SEOUL, South Korea - North Korea warned Monday that it does not engage in "empty talk" and has "guns and bayonets" aimed at its southern neighbor, heightening tensions surrounding its threat to take military action to counter what it calls South Korean plans to invade.

But South Korean President Lee Myung-bak made clear that he won't bend to the North's saber-rattling. On Monday, he named a security expert hawkish on Pyongyang as his unification minister in charge of relations with the communist neighbor.

Like the president, Hyun In-taek is a strong critic of the "Sunshine Policy" espoused by Lee's two liberal predecessors, who sought to pave the way for reconciliation by offering the North unconditional aid.

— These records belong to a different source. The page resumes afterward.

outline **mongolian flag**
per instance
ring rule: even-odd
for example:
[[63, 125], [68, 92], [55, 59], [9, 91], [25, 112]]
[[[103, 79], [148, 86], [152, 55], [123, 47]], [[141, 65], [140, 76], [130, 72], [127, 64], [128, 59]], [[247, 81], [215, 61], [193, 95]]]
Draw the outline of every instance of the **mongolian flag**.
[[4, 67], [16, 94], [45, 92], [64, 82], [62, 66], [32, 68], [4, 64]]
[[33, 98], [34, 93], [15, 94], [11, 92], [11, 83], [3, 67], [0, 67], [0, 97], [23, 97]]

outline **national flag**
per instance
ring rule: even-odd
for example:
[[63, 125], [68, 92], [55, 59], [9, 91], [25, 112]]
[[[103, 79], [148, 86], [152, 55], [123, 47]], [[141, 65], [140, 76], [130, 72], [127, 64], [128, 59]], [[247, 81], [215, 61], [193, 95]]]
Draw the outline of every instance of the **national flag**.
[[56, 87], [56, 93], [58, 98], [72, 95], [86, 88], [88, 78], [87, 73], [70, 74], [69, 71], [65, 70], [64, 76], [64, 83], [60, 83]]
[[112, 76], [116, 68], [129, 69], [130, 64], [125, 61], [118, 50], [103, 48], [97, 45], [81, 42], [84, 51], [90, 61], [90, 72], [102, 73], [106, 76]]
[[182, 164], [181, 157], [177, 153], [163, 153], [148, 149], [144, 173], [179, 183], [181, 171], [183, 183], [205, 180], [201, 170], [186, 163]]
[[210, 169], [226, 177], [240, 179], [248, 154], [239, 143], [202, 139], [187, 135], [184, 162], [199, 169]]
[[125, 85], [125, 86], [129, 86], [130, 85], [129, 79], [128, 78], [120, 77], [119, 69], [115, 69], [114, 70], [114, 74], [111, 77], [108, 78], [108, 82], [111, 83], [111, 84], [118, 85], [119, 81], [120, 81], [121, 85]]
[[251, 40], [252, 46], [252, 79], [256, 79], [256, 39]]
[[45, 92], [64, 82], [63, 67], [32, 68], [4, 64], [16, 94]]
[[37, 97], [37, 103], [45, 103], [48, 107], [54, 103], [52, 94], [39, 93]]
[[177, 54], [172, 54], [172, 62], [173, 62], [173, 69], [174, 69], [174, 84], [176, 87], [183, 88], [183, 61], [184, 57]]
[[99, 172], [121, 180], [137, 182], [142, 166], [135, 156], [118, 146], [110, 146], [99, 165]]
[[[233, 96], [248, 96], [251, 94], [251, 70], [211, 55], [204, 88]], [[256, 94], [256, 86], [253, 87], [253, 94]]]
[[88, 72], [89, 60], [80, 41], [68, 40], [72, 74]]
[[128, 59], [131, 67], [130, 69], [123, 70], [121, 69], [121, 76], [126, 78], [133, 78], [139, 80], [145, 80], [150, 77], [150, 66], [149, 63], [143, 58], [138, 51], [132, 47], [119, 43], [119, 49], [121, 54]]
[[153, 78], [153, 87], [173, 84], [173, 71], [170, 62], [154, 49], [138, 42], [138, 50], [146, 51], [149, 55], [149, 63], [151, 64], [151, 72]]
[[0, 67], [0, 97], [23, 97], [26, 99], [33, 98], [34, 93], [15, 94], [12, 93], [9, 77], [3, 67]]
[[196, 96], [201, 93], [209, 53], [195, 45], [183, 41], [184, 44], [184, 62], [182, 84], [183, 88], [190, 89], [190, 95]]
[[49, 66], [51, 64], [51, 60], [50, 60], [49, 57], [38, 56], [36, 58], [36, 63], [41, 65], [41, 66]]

Analysts say Hyun's appointment suggests Lee will stick to his hard-line policy on the North.

"I'll make efforts to back the president's philosophy and policy so as to move the South-North relations forward," Hyun told The Associated Press. He did not elaborate and declined to comment on views that he is a hard-liner.

Over the weekend, North Korea's military accused South Korean President Lee Myung-bak of plotting an invasion of the North and warned of strong military steps in retaliation and "an all-out confrontational posture." South Korea denied it was planning to invade and put its military on alert.

South Korea said Monday it had detected no unusual moves by the North's military, and Unification Ministry spokesman Kim Ho-nyeon said Seoul will cope with the situation in a "calm" manner.

Tensions between the two Koreas, which technically remain at war because their 1950-53 conflict ended in a truce, not a peace treaty, have been escalating since Lee took office nearly a year ago pledging to get tough with the nuclear-armed neighbor. The North since has cut off all ties and suspended several joint projects.

The North's main Rodong Sinmun newspaper renewed the country's warnings Monday, saying it would "destroy and wipe out" invaders in "one strike" if South Korean "war maniacs ignite the fire of war."

"The Lee Myung-bak group should bear in mind that our guns and bayonets ... are aimed at their throats," the paper said in a commentary, carried by the official Korean Central News Agency. "We know no empty talk."

Such threats are not uncommon and are typically issued through state-run media. Saturday's threats, however, were read by a uniformed army officer flanked by military flags -- the first time since 1998 an officer has served as messenger rather than state media, according to South Korean officials.

Despite the threats, South Korea's No. 2 nuclear negotiator led a team of experts on a five-day trip to North Korea -- Seoul's highest-level visit in a year and a sign Pyongyang has not abandoned an international 2007 disarmament-for-aid pact that has been stalled since August.

Envoy Hwang Joon-kook said Monday that the team toured nuclear facilities at the North's main reactor at Yongbyon and met with Foreign Ministry officials. "It seems like their stance (on the nuclear process) is mostly unchanged," he told reporters as he arrived in Beijing from Pyongyang.

Analysts say the North's latest saber rattling also is a negotiating tactic aimed at Seoul and Washington ahead of President-elect Barack Obama's inauguration Tuesday.

"North Korea wants to draw Obama's attention," said Kim Yong-hyun, a professor at Seoul's Dongguk University. He said Pyongyang wants to use the tensions with Seoul to make a case for its long-standing demand for diplomatic ties with Washington -- the regime's top foreign policy goal.